O minoxidil é um fármaco originalmente desenvolvido na década de 1970 como anti-hipertensivo de uso oral, sob o nome comercial Loniten. Atua como um vasodilatador periférico potente, indicado em pacientes com hipertensão grave refratária a outras terapias. A descoberta de seu efeito sobre o crescimento capilar foi acidental, observada em pacientes hipertensos que apresentaram hipertricose como efeito adverso.
 

A partir desse achado, foi desenvolvida a apresentação tópica (solução e espuma), aprovada pelo FDA em 1988 e amplamente comercializada no Brasil. O minoxidil oral em baixa dose (de 0,25 mg a 5 mg ao dia) começou a ser estudado para alopecia a partir de 2017, com publicações que se intensificaram entre 2020 e 2025. Hoje, no Brasil, o minoxidil oral é manipulado em farmácias magistrais sob prescrição médica, conforme a RDC 67/2007 da Anvisa, que regulamenta a manipulação de medicamentos.
 

O que diz a Anvisa em 2026

A Anvisa mantém o entendimento de que o minoxidil oral não tem registro como medicamento para alopecia no Brasil.
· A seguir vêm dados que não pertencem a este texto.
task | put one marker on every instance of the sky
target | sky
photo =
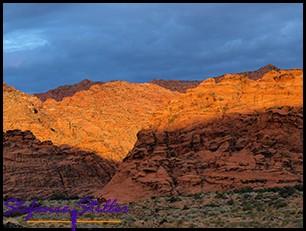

O único registro existente é para tratamento de hipertensão arterial grave, em forma de comprimidos. O uso para alopecia ocorre fora da indicação aprovada em bula (off-label), o que é permitido pela legislação brasileira quando há prescrição médica fundamentada e quando o paciente é informado dessa condição.
 

A Sociedade Brasileira de Tricologia (SBTri) publicou em 2022 nota técnica recomendando cautela com o uso oral, especialmente no que se refere a avaliação cardiovascular prévia. A Sociedade Brasileira de Dermatologia (SBD) reconhece a prescrição off-label, mas reforça que ela deve ser individualizada, com avaliação clínica completa, monitoramento de pressão arterial e atenção a interações medicamentosas.
 

Em farmácias de manipulação, o minoxidil é considerado uma Substância de Baixo Índice Terapêutico (SBIT), o que exige licença sanitária específica para manipulação, conforme a RDC 67/2007. Nem toda farmácia de manipulação tem essa licença. A MaxPharma possui licença SBIT ativa e realiza teste de perfil de dissolução nas cápsulas manipuladas, garantindo uniformidade de liberação do princípio ativo.
 

Quem pode prescrever e o que torna uma receita válida

A prescrição de minoxidil oral pode ser feita por médico devidamente registrado no CRM, com destaque para as especialidades de dermatologia, tricologia, endocrinologia e medicina interna. Para que a receita seja aceita em farmácia de manipulação, ela precisa conter:

  • Identificação completa do paciente (nome e CPF);

  • Identificação completa do prescritor (nome, CRM e UF de registro);

  • Concentração da substância (geralmente entre 0,25 mg e 5 mg por cápsula);

  • Forma farmacêutica (cápsulas);

  • Quantidade total prescrita;

  • Posologia detalhada;

  • Data, assinatura e carimbo do prescritor.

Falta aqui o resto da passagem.